Require substantial and measurable reduction of state and local regulations to receive federal funding. The Tenth Amendment limits federal power over local land use policy. However, by measuring factors like population and job growth, issued permits, and rent and price growth, the federal government could apply and allocate tax credits where local governments have truly scaled back limits on new housing but are still facing price pressures.  Meanwhile, intransigent local governments would have to face their own voters and explain why they’ve chosen to place a higher value on nettlesome rules and regulations than on policies to lower housing prices by increasing housing supply.


Require the Treasury Department and IRS to take responsibility for transparency and data collection. Taxpayers, members of Congress, advocates, developers, state and local governments, and people who need housing should be able to know where the LIHTC is being used and whether it is effective. If it isn’t, the LIHTC needs to be improved to make it more efficient. Such changes are impossible without accountability, and accountability flows from good data collection and evaluation. Treasury and the IRS in collaboration with HUD–which currently has almost no role or function in managing LIHTC–should report annually to Congress on how many units have been created, where, by which entities, and how much those units cost. Congress should hold Treasury and HUD accountable for working to lower total development costs and improve delivery of housing.


Consider making the program a simple annual deduction. HUD should survey developers and builders who have used LIHTC, asking them what could be done to make the LIHTC more attractive, especially in higher growth areas. One idea is to allow developers to claim a deduction on their taxes based on rent reductions that create rents at 60 percent Area Median Income or lower. Also, developers could deduct the interest they pay on loans taken during construction from their total deductions over a period of 12 to 15 years, enabling them to access capital during construction.

Alternatives to LIHTC

At the end of the day, however, the tax code is not the best tool to address housing inflation. According to Brian Roach of the Global Development And Environment Institute at Tufts University, “the U.S. federal tax code contains over three million words–about 6,000 pages,” and “Americans spend billions of hours each year working on their taxes, not to mention the costs of accountants and tax preparers.” It is precisely the wrong place to find simple paths to affordable housing.

Two much more straightforward policy ideas stand out:


Make Housing Choice Vouchers (Section 8) more like cash. The most recent HUD budget included $1.6 billion for 200,000 housing vouchers, yet year after year, many vouchers go unused. The HUD's Office of the Inspector General found that “as of November 2020, there were more than 191,000 unused and unfunded vouchers,” worth about $1.8 billion dollars. The report found that rules for both housing providers and prospective qualified residents made it difficult to utilize vouchers. One simpler solution and longstanding FREOPP recommendation would allow households that qualify for a voucher to use their voucher pay for their current housing immediately, with rent payments being made directly on behalf of the resident.

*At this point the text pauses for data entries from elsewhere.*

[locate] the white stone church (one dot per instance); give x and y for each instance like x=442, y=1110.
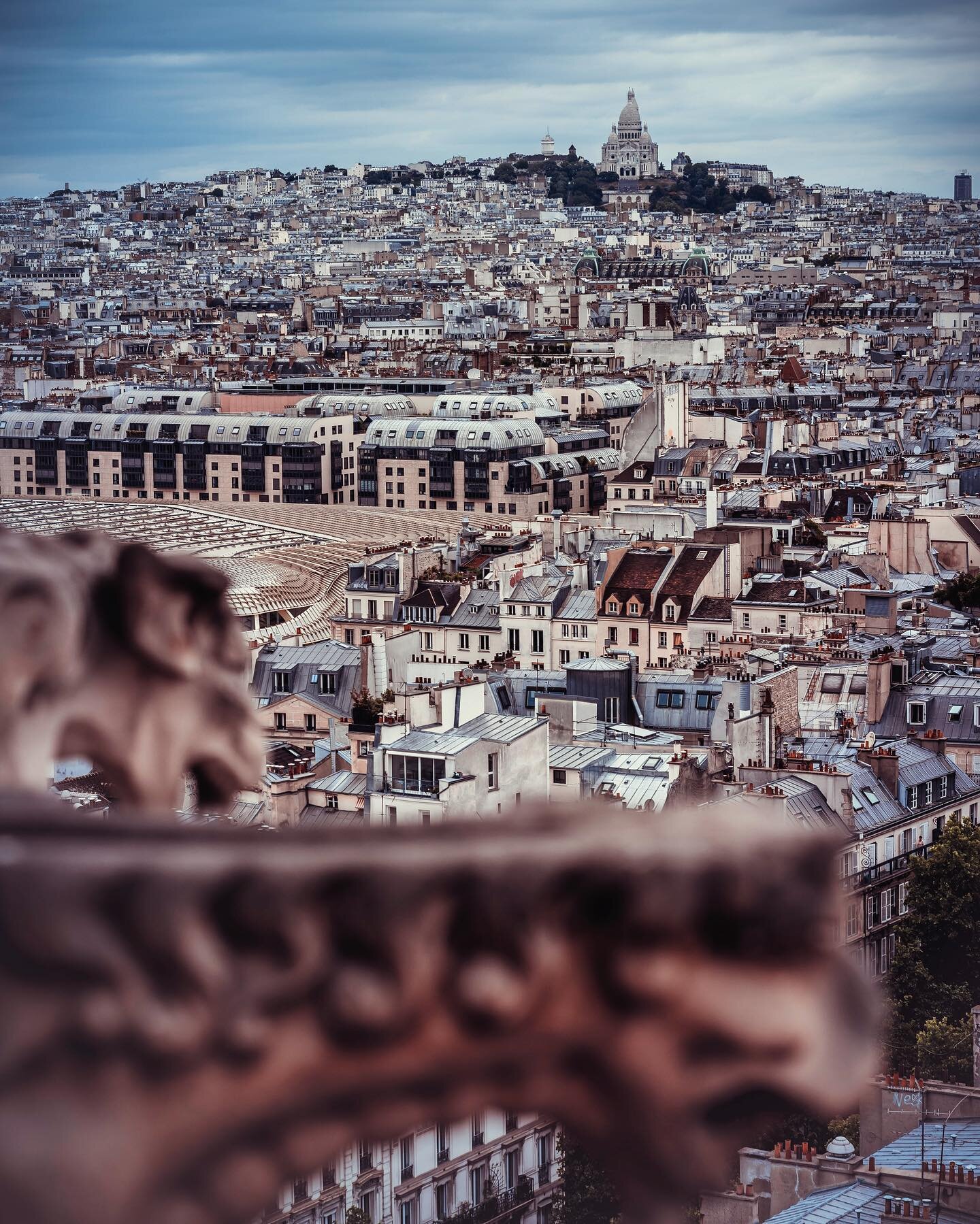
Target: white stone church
x=629, y=151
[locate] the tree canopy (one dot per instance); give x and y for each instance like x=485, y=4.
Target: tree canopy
x=935, y=978
x=575, y=182
x=700, y=191
x=962, y=591
x=587, y=1196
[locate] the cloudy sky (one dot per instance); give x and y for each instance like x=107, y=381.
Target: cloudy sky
x=877, y=93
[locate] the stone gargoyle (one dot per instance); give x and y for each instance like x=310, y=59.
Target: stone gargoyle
x=189, y=1016
x=128, y=657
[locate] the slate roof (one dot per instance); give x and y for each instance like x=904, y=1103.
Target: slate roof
x=342, y=782
x=941, y=694
x=783, y=591
x=710, y=608
x=636, y=576
x=306, y=665
x=578, y=606
x=686, y=718
x=686, y=576
x=836, y=1205
x=962, y=1146
x=499, y=729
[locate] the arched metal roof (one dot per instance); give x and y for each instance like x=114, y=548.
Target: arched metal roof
x=422, y=431
x=338, y=404
x=477, y=404
x=119, y=426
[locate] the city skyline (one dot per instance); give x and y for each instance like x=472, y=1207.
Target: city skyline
x=108, y=95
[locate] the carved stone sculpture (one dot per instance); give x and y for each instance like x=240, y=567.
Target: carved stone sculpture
x=191, y=1016
x=128, y=657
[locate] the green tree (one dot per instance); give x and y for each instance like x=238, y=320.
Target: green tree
x=943, y=1051
x=587, y=1196
x=576, y=184
x=936, y=971
x=962, y=591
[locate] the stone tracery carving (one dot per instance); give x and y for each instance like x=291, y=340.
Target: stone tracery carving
x=191, y=1016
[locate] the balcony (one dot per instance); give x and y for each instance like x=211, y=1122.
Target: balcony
x=496, y=1207
x=891, y=867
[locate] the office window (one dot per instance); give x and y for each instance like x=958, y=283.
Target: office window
x=544, y=1159
x=408, y=1157
x=444, y=1200
x=419, y=775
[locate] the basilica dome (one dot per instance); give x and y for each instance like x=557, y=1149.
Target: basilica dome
x=630, y=113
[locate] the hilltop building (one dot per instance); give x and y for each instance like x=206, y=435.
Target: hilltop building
x=629, y=151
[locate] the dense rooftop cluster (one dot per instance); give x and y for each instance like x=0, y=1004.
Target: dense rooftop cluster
x=531, y=499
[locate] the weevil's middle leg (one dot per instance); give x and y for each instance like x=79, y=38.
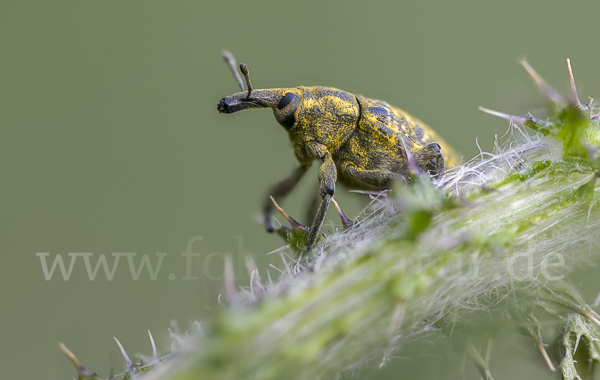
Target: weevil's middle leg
x=327, y=178
x=313, y=207
x=319, y=218
x=279, y=190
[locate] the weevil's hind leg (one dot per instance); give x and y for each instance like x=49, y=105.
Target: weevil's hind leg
x=280, y=190
x=345, y=221
x=318, y=222
x=313, y=207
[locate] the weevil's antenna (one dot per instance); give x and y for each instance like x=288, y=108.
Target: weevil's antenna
x=230, y=59
x=246, y=73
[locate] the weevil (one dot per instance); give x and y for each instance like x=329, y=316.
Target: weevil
x=362, y=142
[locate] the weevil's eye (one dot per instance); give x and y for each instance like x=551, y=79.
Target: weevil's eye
x=287, y=99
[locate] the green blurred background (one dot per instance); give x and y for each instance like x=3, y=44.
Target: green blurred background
x=111, y=142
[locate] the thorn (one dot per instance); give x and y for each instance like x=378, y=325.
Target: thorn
x=377, y=193
x=291, y=220
x=127, y=360
x=255, y=282
x=573, y=88
x=546, y=90
x=154, y=352
x=546, y=357
x=250, y=264
x=79, y=367
x=345, y=221
x=230, y=279
x=591, y=315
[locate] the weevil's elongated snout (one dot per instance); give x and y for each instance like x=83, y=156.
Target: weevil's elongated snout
x=269, y=98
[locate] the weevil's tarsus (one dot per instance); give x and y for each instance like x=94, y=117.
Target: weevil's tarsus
x=345, y=221
x=230, y=60
x=546, y=90
x=246, y=73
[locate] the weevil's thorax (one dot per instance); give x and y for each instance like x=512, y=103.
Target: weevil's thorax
x=327, y=116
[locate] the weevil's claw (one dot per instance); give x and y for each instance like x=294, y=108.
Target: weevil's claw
x=345, y=221
x=546, y=90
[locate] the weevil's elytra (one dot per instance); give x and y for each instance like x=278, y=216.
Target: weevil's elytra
x=360, y=141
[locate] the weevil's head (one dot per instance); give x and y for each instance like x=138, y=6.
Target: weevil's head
x=430, y=159
x=285, y=103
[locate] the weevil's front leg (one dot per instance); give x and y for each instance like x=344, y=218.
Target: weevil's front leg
x=279, y=190
x=327, y=178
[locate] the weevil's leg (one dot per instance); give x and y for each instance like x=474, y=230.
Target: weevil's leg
x=313, y=207
x=327, y=178
x=345, y=221
x=380, y=179
x=280, y=190
x=316, y=227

Consolidate all housing funding. The federal government’s main housing agency, HUD, awards about $40 billion dollars per year and the LIHTC program costs the federal government about $13 billion annually. Consolidating all this funding into a single budget item could reduce overhead and increase accountability. Accomplishing simplification, efficiency, and better direction of resources requires eliminating the dozens of housing programs and the complicated LIHTC system. This wouldn’t be an easy task. But even with all this current spending, according to the United States Census Bureau, there are still 19 million renters who spend more than 30 percent of their gross monthly income on housing.

It’s time to realize all this money hasn’t helped solve the problem of housing inflation and to get serious about stopping it.